Technically, you can train however you want (e.g., write a script in PyTorch, TensorFlow, etc.). The annotated data is in a SQLite database (by default) and you can simply export out. Many Prodigy users who use Prodigy's BERT recipe already have their own training workflows.
I suspect what you're looking for a simple way to train with Prodigy. Prodigy's default training recipe train, is really a wrapper for spacy train with simple defaults. The problem is training transformers (BERT) needs a lot of customization, therefore, if you want to train with spaCy, you'll need to familiarize yourself with spaCy training (e.g., config, GPU).

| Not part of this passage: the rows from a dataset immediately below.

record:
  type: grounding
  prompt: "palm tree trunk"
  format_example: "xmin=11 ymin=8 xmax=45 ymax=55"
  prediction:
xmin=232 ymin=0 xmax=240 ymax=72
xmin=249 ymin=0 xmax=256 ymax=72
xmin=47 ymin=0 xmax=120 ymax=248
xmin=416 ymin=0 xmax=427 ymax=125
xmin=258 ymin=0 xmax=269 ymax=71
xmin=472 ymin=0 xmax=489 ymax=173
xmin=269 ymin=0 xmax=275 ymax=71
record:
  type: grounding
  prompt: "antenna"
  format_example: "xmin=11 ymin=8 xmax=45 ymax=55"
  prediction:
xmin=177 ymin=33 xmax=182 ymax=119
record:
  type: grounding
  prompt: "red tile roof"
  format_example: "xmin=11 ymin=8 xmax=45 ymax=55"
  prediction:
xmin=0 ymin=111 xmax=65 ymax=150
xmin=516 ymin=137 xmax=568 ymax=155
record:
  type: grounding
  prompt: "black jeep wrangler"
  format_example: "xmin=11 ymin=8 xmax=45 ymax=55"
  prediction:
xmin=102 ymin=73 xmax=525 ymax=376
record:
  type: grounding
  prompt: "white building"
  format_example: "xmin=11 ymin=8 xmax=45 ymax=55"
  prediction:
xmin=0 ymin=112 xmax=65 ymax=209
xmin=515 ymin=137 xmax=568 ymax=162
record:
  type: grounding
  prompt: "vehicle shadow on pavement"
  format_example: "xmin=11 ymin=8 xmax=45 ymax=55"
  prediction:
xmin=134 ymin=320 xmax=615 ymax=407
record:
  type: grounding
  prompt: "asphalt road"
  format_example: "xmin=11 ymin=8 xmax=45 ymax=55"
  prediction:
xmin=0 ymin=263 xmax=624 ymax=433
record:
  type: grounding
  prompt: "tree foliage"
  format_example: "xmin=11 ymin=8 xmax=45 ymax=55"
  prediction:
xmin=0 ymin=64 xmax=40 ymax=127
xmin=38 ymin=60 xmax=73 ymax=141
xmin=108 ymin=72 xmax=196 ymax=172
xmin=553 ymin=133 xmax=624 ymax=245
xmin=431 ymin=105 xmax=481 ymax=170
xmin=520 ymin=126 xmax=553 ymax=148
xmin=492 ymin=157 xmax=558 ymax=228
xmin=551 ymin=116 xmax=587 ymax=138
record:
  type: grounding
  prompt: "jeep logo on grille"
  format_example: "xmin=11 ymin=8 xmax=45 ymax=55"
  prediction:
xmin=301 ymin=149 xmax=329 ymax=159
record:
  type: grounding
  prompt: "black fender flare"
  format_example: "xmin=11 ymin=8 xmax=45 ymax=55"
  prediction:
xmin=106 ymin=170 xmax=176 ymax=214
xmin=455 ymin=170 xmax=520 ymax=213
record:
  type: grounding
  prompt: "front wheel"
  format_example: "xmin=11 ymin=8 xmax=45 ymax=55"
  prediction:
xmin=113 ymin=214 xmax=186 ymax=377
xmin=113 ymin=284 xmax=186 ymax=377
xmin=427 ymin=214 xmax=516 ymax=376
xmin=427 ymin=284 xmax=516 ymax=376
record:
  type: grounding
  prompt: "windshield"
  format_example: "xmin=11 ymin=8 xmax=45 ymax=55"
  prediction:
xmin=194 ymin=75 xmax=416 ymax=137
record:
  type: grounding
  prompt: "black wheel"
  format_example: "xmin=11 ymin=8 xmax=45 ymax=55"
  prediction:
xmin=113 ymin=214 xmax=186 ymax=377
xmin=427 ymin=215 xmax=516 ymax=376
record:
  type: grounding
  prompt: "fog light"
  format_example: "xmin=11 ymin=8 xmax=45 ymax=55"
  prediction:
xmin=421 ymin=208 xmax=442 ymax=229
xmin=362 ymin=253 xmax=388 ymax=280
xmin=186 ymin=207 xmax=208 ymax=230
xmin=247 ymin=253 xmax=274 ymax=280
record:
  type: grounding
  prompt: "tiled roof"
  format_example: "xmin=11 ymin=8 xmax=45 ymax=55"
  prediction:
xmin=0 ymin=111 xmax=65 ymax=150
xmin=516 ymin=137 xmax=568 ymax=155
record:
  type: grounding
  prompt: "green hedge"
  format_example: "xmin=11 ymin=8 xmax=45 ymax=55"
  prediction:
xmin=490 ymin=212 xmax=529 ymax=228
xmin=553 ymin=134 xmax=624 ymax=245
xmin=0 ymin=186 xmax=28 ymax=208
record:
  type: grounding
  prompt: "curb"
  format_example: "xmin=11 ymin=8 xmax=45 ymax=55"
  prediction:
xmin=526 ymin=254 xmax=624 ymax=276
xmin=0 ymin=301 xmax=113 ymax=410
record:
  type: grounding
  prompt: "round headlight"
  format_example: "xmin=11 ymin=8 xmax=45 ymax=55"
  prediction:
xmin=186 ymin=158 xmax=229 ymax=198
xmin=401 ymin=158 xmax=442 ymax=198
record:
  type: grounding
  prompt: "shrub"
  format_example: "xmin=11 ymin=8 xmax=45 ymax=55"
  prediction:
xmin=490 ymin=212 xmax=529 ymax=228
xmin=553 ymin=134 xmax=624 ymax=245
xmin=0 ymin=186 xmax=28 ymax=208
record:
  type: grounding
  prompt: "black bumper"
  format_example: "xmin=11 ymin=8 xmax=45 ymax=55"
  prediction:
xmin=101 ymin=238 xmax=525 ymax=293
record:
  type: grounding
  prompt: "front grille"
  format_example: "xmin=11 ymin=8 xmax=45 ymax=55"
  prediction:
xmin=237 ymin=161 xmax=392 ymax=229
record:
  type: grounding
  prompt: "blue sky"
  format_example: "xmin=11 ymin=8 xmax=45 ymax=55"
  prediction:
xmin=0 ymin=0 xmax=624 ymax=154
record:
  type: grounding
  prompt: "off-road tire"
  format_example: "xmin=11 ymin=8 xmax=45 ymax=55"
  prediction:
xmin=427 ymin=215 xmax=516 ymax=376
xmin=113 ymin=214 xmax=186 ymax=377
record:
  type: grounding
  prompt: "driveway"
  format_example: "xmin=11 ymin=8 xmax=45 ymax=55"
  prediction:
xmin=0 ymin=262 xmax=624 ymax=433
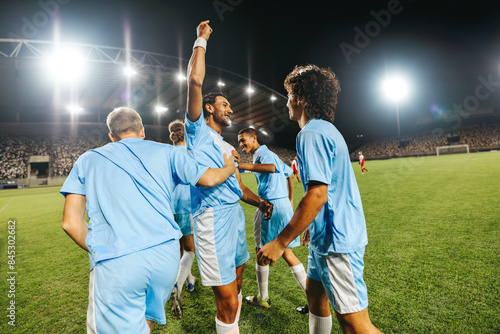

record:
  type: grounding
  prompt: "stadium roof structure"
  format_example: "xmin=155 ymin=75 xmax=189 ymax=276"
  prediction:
xmin=0 ymin=39 xmax=289 ymax=137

I would recommend reading up on spaCy's documentation on transformer training. You'll likely need to already have knowledge about spaCy training.
Please post there if you have spaCy specific questions as the spaCy core team answers questions there.
This FAQ may be helpful too to familiarize yourself with handling GPU's, which is another major thing to learn before training transformers (spaCy or anything other framework).
Ultimately, it's important you take a step back and consider: do you really need transformers (BERT)?
For many projects (especially in industry) the answer is that the performance gains may not justify the additional work that's required, especially if you're starting out from scratch. However, I do think if you spend enough time and have the right expectations, it could be a valuable skill set to develop. But it'll take time!
The task what I want to do to is extracting relationships in CV between skills and employment and what I understand spacy can not fit for this task without help with BERT as spacy can perform relations extraction.